Toshiba tempts SMBs with XP trade-in offer

Vendor offers £100 cashback on each XP device in effort to lure small firms to Windows 8.1

Toshiba is offering SMBs £100 cashback on each Windows XP machine they trade in for a Windows 8.1 device through a reseller as part of a new migration campaign which launches today.

The vendor is working with Microsoft on its Get Modern with Toshiba campaign, which will see its European partners given a range of marketing and sales tools to encourage small firms to ditch XP before Microsoft ends support for the 13-year-old OS in April.

The trade-in offer is valid until the end of March and ensures old equipment is disposed of securely and in an environmentally friendly manner, Toshiba claims.

On top the cashback offer, partners will be able to tempt customers into upgrading with the Toshiba Reliability Guarantee which allows customers to claim a free repair or full refund if the model breaks within a year.

The vendor said that about 30 per cent of SMBs are still using XP, and with small firms making up 65 per cent of the total PC market, there is a huge opportunity for partners to cash in on migration.

"Mid-market companies and big corporations have IT departments, but when you talk about the smaller sector - startups and so on - they have no dedicated IT [staff] so need this awareness campaign," said Santiago Alviar-Baquero, Tohisba's head of SMB and distribution in Northern Europe.

"They need the guidance and training [partners can offer]."

When Windows 8 first hit the market at the end of 2012, it received a mixed reception due to its drastically different user interface. Microsoft tried to make good on some of the negative feedback with last year's Windows 8.1 launch, but according to the latest figures, the two operating systems combined have only eked out about 10 per cent market share so far - well below that of Windows 7 and XP.
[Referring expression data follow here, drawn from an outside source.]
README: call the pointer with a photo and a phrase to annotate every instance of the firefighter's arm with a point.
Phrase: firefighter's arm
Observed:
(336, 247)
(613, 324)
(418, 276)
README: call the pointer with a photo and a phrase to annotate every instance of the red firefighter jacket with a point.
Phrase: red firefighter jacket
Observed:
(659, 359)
But Alviar-Baquero said he did not foresee partners having any trouble encouraging SMBs over to the divisive OS.

"Our main campaign is about upgrading to Windows 8.1; that is the focus," he said.
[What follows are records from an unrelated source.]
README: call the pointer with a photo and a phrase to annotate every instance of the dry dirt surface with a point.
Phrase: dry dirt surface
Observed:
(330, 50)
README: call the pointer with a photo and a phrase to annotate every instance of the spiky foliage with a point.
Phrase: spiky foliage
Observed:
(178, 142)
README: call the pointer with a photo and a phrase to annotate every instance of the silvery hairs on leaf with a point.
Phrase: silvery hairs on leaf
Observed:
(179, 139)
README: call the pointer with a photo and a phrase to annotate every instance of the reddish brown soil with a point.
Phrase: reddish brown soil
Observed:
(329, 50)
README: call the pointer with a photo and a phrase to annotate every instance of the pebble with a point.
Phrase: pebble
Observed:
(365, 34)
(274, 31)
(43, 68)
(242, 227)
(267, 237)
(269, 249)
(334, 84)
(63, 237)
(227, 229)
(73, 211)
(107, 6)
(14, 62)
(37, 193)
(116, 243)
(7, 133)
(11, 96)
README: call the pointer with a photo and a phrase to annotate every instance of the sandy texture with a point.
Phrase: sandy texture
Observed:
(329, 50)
"When you talk about SMBs, they are early adopters and like to have the latest OS. There is desktop mode to give full capability on Windows 8.1 and it is touch-screen [enabled]."
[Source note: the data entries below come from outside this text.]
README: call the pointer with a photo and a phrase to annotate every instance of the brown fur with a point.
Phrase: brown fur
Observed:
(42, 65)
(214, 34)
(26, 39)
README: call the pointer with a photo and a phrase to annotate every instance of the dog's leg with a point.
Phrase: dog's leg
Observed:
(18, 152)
When the one-year countdown to end of XP support began last April, Microsoft and a band of migration specialists and channel partners began extoling the virtues of upgrading early in order to avoid any time on the unsupported OS.

When asked if the two-month Toshiba campaign was long enough to ensure SMBs could migrate in time, Alviar-Baquero said: "That's a very good question... we want to get as many SMBs aware and transferred to 8.1 with the latest technology [by then].

"We want to drive awareness and hope the support and marketing across EMEA will be able to [show] the benefits of changing."